The floods, which occurred last July, killed just under 2,000 people, disrupted the lives of 20 million and damaged a fifth of the country.

A study — accepted for publication by Geophysical Research Letters — said that not only was the heavy rain predictable days in advance, from European data but, had this data been entered into appropriate models, it would have given up to ten days notice of the flooding.

"People don’t understand the powers of modern environmental prediction," said Peter Webster, lead author of the study and a professor of earth and atmospheric science at the Georgia Institute of Technology, United States.

His work was based on data that was available from the European Centre for Medium-Range Weather Forecasting (ECMWF) five days before the deluges began.

Webster’s study argues that the floods themselves could also have been predicted if this data had been fed into a model that took into account the local terrain.

The study blamed the lack of a cooperation between the EU centre and Pakistan. It also said that Pakistan’s own meteorological department failed to predict the downpours.

But Arif Mahmood, director-general of the meteorological department, told SciDev.Net: "We reject that theory. It is against the spirit of meteorological forecasting research. In weather-forecasting sciences it is easy to say something after the event."

He said that his department had also detected the weather patterns but their unprecedented nature (ten times the normal rainfall) meant that modelling, which is done based on past models, would not have yielded the appropriate level of flood prediction. 

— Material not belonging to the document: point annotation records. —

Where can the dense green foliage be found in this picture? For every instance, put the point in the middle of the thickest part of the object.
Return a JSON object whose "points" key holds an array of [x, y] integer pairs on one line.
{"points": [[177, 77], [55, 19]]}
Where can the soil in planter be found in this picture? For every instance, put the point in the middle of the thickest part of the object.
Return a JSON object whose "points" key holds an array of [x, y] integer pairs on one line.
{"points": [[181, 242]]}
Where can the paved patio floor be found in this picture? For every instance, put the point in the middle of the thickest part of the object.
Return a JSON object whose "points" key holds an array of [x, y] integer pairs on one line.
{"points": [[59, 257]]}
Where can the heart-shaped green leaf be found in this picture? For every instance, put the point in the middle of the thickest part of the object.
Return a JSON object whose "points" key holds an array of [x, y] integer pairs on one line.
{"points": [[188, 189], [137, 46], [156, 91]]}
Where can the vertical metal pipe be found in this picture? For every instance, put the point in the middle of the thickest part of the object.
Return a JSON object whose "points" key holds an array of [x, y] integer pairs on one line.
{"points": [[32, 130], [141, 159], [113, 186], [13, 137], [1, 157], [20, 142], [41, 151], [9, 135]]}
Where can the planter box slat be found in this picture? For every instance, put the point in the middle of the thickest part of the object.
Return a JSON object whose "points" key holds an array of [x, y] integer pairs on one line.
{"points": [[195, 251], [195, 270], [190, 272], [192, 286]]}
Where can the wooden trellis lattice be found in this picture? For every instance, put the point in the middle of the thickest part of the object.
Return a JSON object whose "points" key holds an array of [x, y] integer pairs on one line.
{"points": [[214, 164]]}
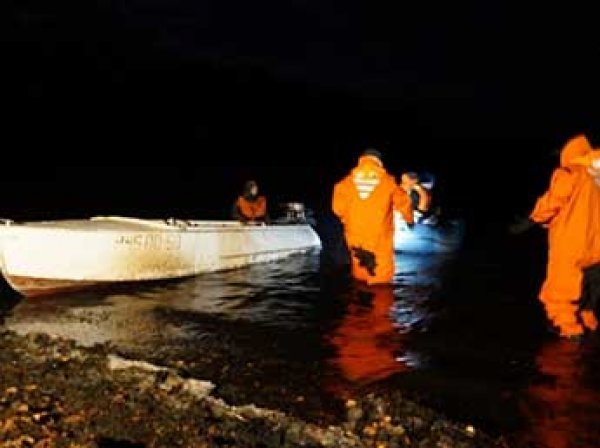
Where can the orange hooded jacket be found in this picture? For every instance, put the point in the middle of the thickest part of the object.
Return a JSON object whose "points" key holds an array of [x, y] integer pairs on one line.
{"points": [[570, 209], [364, 201]]}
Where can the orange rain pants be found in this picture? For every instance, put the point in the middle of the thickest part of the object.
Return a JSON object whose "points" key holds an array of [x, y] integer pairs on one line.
{"points": [[364, 200], [570, 209]]}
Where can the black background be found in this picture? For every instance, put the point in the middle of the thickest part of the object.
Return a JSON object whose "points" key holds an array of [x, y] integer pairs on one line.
{"points": [[160, 107]]}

And Ajmal Shad, director of the flood forecasting division of the Pakistan meteorological department, told SciDev.Net: "The AGU study results are a concocted story".

"Both the EU consortium and the Pakistan Meteorological Department are members of the World Meteorological Organization (WMO) and the data could have been shared through that forum, given the objection that data was not shared because Pakistan was not member of that consortium."

He questioned why such important data was not conveyed to Pakistan even in the absence of a collaborating agreement, for humanitarian reasons. "I think they are responsible for large-scale human miseries in Pakistan. They should have shared the data with us on humanitarian grounds through WMO if they had detected something unusual."

Webster agreed that it "would have been good if the consortium had shared the data".

"But what would Pakistan have done with a telephone call saying that there would be large and catastrophic flooding? How could this information be transformed into massive evacuations of millions of people?

"We developed a system for Bangladesh using ECMWF data for flood prediction. It took a number of years to develop so that the people in vulnerable regions can be warned and get out of harm’s way.

"Such a system is possible for Pakistan but the government and the people must want it. If that is the case, ECMWF would provide, I am sure, data to help build such a system."

But Mahmood said: "To avoid such devastation in the future, we do not need any foreign weather consultancy but we need to construct new water reservoirs".

And Hazrat Mir, chief meteorologist at the flood forecasting division, told SciDev.Net: "Large scale human deaths in last year’s floods are not related to a lack of data or a warning system but were the direct consequence of public refusing to leave their houses in spite of our warnings — issued much ahead of the flooding in many parts of the country."